Topic models start to get more powerful when we, as human researchers, analyze the most probable words for every topic and summarize what these words have in common. This summary can then be used as a descriptive label for the topic. Remember, since an LDA topic model is an unsupervised algorithm, it doesn’t know what these words mean in relationship to one another. It’s up to us, as the human researchers, to make meaning out of the topics.

For example, we might label the topics as follows:

✨Topic 3: Literature

[‘book’, ‘new’, ‘wrote’, ‘work’, ‘published’, ‘art’, ‘years’, ‘writing’, ‘world’, ‘writer’, ‘books’, ‘novel’, ‘paris’, ‘life’, ‘story’]

✨Topic 6: Politics

[‘president’, ‘state’, ‘court’, ‘roosevelt’, ‘justice’, ‘house’, ‘years’, ‘law’, ‘party’, ‘political’, ‘republican’, ‘senator’, ‘governor’, ‘democratic’, ‘campaign’]

✨Topic 10: Hollywood

[‘miss’, ‘film’, ‘years’, ‘theater’, ‘broadway’, ‘movie’, ‘films’, ‘hollywood’, ‘stage’, ‘movies’, ‘actor’, ‘new’, ‘director’, ‘york’, ‘show’]

However, even when the topics are relatively straightforward, as these topics seem to be, they’re still open to interpretation.
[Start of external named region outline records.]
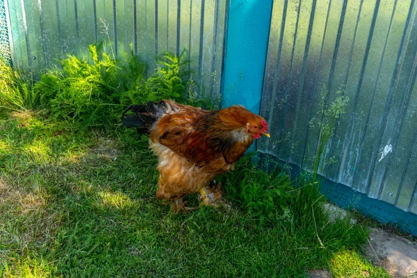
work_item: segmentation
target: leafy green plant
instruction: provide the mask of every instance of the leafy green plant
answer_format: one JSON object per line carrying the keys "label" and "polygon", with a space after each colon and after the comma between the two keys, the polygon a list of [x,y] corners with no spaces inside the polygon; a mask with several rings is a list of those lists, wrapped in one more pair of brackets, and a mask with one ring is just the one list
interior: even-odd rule
{"label": "leafy green plant", "polygon": [[179,57],[165,52],[158,58],[156,72],[146,80],[146,65],[131,45],[131,53],[117,60],[104,53],[103,46],[90,46],[91,64],[68,56],[60,62],[62,70],[41,75],[33,92],[52,117],[80,126],[104,126],[118,122],[126,106],[183,98],[186,72],[180,69],[188,63],[183,52]]}
{"label": "leafy green plant", "polygon": [[146,99],[157,101],[161,99],[184,99],[184,89],[187,71],[181,68],[190,63],[184,60],[185,50],[179,56],[165,51],[156,60],[156,72],[146,81]]}
{"label": "leafy green plant", "polygon": [[28,72],[13,70],[0,58],[0,106],[5,110],[31,108],[38,104],[38,96],[32,91],[33,80]]}
{"label": "leafy green plant", "polygon": [[289,192],[293,189],[289,176],[281,171],[268,174],[252,165],[251,159],[241,158],[234,172],[220,178],[228,197],[259,219],[261,225],[288,216]]}

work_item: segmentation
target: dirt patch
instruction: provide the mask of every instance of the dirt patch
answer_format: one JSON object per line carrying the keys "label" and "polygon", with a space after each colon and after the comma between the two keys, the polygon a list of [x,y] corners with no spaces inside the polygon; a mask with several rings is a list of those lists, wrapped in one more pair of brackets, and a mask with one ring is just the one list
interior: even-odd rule
{"label": "dirt patch", "polygon": [[330,272],[326,270],[313,270],[309,272],[310,278],[331,278]]}
{"label": "dirt patch", "polygon": [[366,256],[393,277],[417,277],[417,246],[401,236],[373,229]]}

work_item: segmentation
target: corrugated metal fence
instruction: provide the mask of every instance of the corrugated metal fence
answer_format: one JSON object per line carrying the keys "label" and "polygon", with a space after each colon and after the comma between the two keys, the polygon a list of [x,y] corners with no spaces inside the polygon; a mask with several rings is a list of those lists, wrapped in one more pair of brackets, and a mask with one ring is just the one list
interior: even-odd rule
{"label": "corrugated metal fence", "polygon": [[[15,65],[35,72],[104,41],[116,56],[132,44],[154,72],[164,51],[186,49],[195,81],[220,92],[227,0],[6,0]],[[111,49],[111,47],[113,49]],[[216,78],[216,76],[218,76]]]}
{"label": "corrugated metal fence", "polygon": [[0,0],[0,58],[11,60],[4,1]]}
{"label": "corrugated metal fence", "polygon": [[414,0],[275,1],[261,101],[273,129],[259,149],[311,170],[320,93],[327,104],[344,95],[332,163],[319,172],[417,213],[416,9]]}

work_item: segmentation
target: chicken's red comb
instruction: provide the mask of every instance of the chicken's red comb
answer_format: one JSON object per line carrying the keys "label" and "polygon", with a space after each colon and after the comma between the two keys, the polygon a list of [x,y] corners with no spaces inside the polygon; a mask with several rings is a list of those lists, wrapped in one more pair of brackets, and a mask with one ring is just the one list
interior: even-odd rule
{"label": "chicken's red comb", "polygon": [[268,124],[263,120],[261,121],[261,126],[262,126],[263,131],[268,132]]}

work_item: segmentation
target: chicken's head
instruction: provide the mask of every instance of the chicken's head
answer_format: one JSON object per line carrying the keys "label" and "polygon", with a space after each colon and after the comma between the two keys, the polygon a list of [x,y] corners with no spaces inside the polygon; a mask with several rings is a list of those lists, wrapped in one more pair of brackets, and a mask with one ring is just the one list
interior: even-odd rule
{"label": "chicken's head", "polygon": [[256,117],[246,124],[246,131],[248,133],[252,134],[255,139],[259,139],[262,135],[270,137],[270,135],[268,133],[268,124],[261,116]]}

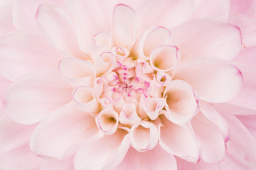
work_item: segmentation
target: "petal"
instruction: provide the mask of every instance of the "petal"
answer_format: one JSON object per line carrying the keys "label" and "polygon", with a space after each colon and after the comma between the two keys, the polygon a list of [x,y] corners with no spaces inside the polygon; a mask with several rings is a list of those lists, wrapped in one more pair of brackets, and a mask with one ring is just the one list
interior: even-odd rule
{"label": "petal", "polygon": [[161,124],[159,144],[169,153],[191,162],[201,159],[200,144],[194,134],[186,126],[176,125],[164,116],[160,116]]}
{"label": "petal", "polygon": [[175,157],[159,145],[145,152],[139,152],[130,148],[117,170],[166,169],[176,170]]}
{"label": "petal", "polygon": [[112,16],[112,38],[115,46],[129,47],[135,42],[137,15],[131,7],[118,4]]}
{"label": "petal", "polygon": [[91,86],[95,77],[95,68],[91,61],[68,58],[59,63],[60,72],[76,86]]}
{"label": "petal", "polygon": [[69,157],[85,142],[102,136],[91,115],[66,104],[46,117],[36,128],[31,149],[39,156]]}
{"label": "petal", "polygon": [[71,101],[72,86],[58,72],[33,72],[16,79],[4,98],[6,113],[14,121],[33,124]]}
{"label": "petal", "polygon": [[117,130],[118,113],[113,108],[105,108],[95,118],[96,125],[107,135],[111,135]]}
{"label": "petal", "polygon": [[11,80],[34,70],[56,70],[63,58],[43,38],[28,32],[6,35],[0,45],[0,72]]}
{"label": "petal", "polygon": [[130,146],[129,137],[127,134],[127,131],[118,130],[111,136],[105,135],[87,143],[75,154],[75,169],[113,169],[122,162]]}
{"label": "petal", "polygon": [[61,7],[43,4],[39,6],[36,18],[50,42],[61,52],[85,60],[90,59],[80,49],[72,19]]}
{"label": "petal", "polygon": [[183,125],[198,112],[199,99],[186,81],[172,81],[164,92],[166,100],[166,118],[174,123]]}
{"label": "petal", "polygon": [[171,71],[179,62],[181,52],[175,46],[161,45],[156,47],[150,55],[150,64],[156,71]]}
{"label": "petal", "polygon": [[174,44],[181,52],[182,60],[208,56],[230,60],[242,47],[238,27],[219,20],[192,20],[171,31]]}
{"label": "petal", "polygon": [[237,67],[228,62],[209,57],[177,66],[174,79],[187,81],[200,98],[213,103],[232,99],[242,84],[242,73]]}
{"label": "petal", "polygon": [[152,149],[159,138],[159,132],[156,125],[147,121],[134,125],[130,135],[132,146],[138,152]]}

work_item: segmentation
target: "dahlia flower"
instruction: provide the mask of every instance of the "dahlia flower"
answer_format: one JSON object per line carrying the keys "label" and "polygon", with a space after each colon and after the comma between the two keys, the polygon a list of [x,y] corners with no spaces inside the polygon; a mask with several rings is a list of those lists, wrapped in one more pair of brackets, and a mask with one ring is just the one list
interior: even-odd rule
{"label": "dahlia flower", "polygon": [[0,169],[256,169],[255,8],[0,1]]}

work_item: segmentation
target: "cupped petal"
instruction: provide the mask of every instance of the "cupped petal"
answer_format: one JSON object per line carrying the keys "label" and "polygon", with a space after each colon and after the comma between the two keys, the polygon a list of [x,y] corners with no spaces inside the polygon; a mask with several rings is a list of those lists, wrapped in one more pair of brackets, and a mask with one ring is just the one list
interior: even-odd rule
{"label": "cupped petal", "polygon": [[200,144],[195,135],[186,126],[171,123],[164,115],[160,116],[159,144],[166,152],[193,163],[201,157]]}
{"label": "cupped petal", "polygon": [[199,99],[192,87],[184,81],[172,81],[166,86],[164,96],[166,100],[165,115],[174,123],[185,124],[198,112]]}
{"label": "cupped petal", "polygon": [[130,6],[117,4],[112,14],[112,38],[115,46],[129,48],[135,42],[137,14]]}
{"label": "cupped petal", "polygon": [[256,141],[242,123],[232,114],[222,113],[230,130],[230,141],[225,159],[216,166],[220,169],[256,168]]}
{"label": "cupped petal", "polygon": [[119,120],[121,123],[131,126],[142,121],[137,113],[136,105],[132,103],[125,103],[123,106]]}
{"label": "cupped petal", "polygon": [[80,110],[95,115],[100,112],[97,91],[88,86],[78,86],[73,93],[75,106]]}
{"label": "cupped petal", "polygon": [[68,58],[59,63],[60,72],[74,85],[91,86],[96,76],[92,62],[77,58]]}
{"label": "cupped petal", "polygon": [[149,28],[141,35],[135,45],[134,52],[138,58],[149,60],[156,47],[168,44],[170,41],[171,33],[166,28]]}
{"label": "cupped petal", "polygon": [[33,124],[72,100],[72,86],[54,71],[38,71],[16,79],[4,98],[6,113],[21,124]]}
{"label": "cupped petal", "polygon": [[63,8],[46,4],[41,4],[36,18],[46,38],[57,49],[68,53],[70,56],[85,60],[90,58],[80,49],[72,18]]}
{"label": "cupped petal", "polygon": [[75,169],[114,169],[124,159],[129,147],[127,132],[118,130],[112,135],[105,135],[80,149],[74,158]]}
{"label": "cupped petal", "polygon": [[153,149],[139,152],[131,147],[117,170],[166,169],[176,170],[175,157],[159,144]]}
{"label": "cupped petal", "polygon": [[175,46],[161,45],[150,54],[149,61],[152,68],[156,71],[171,71],[179,62],[181,52]]}
{"label": "cupped petal", "polygon": [[41,37],[16,31],[0,40],[0,72],[11,80],[31,71],[58,69],[63,57]]}
{"label": "cupped petal", "polygon": [[111,108],[103,109],[95,118],[96,125],[105,134],[111,135],[117,130],[118,113]]}
{"label": "cupped petal", "polygon": [[95,118],[69,103],[37,126],[30,147],[38,156],[63,159],[75,154],[83,143],[102,136]]}
{"label": "cupped petal", "polygon": [[242,49],[238,27],[220,20],[192,20],[171,31],[174,44],[181,52],[183,61],[208,56],[230,60]]}
{"label": "cupped petal", "polygon": [[137,151],[146,152],[156,145],[159,132],[154,123],[144,121],[132,127],[130,136],[132,146]]}
{"label": "cupped petal", "polygon": [[201,99],[213,103],[230,101],[242,85],[242,73],[236,66],[213,57],[180,64],[175,68],[173,77],[187,81]]}

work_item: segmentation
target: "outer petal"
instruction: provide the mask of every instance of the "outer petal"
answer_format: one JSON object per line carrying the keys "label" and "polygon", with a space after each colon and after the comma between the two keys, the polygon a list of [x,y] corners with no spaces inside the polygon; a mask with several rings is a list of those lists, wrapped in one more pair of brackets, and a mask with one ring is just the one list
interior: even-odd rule
{"label": "outer petal", "polygon": [[63,57],[41,37],[24,31],[0,40],[0,72],[11,80],[42,69],[58,69]]}
{"label": "outer petal", "polygon": [[[112,169],[124,159],[129,147],[129,137],[124,130],[87,144],[75,156],[77,170]],[[100,155],[100,157],[99,157]]]}
{"label": "outer petal", "polygon": [[146,152],[139,152],[131,147],[124,160],[115,169],[176,170],[177,166],[175,157],[156,145],[152,150]]}
{"label": "outer petal", "polygon": [[209,57],[177,66],[174,79],[187,81],[200,98],[213,103],[232,99],[242,84],[242,73],[238,67],[228,62]]}
{"label": "outer petal", "polygon": [[36,18],[45,32],[46,38],[61,52],[82,59],[90,59],[80,49],[72,19],[61,7],[41,4]]}
{"label": "outer petal", "polygon": [[240,29],[214,19],[193,20],[171,30],[182,60],[208,56],[230,60],[242,48]]}
{"label": "outer petal", "polygon": [[37,126],[30,147],[39,156],[63,159],[73,154],[81,144],[100,134],[94,118],[70,103],[52,113]]}
{"label": "outer petal", "polygon": [[16,122],[33,124],[71,101],[72,86],[58,72],[33,72],[21,76],[8,89],[4,107]]}
{"label": "outer petal", "polygon": [[168,152],[191,162],[201,159],[200,146],[193,132],[161,116],[160,145]]}

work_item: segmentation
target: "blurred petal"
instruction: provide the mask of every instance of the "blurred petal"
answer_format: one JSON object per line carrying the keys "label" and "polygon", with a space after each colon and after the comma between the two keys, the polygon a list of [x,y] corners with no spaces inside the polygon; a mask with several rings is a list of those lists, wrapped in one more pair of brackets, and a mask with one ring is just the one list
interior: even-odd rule
{"label": "blurred petal", "polygon": [[58,72],[33,72],[9,87],[4,108],[14,121],[33,124],[71,101],[72,86]]}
For instance, we could just as easily label Topic 3 “Writing & Art,” Topic 6 “Government,” and Topic 10 “Film & Theater.” These subtle changes might shape the direction of our analysis and eventual argument in substantial ways. Topics can be far more ambiguous than the above examples, as well, which makes the business of interpretation even more significant. We’ll discuss the ambiguity of topics and topic labels in more depth in the next lessons.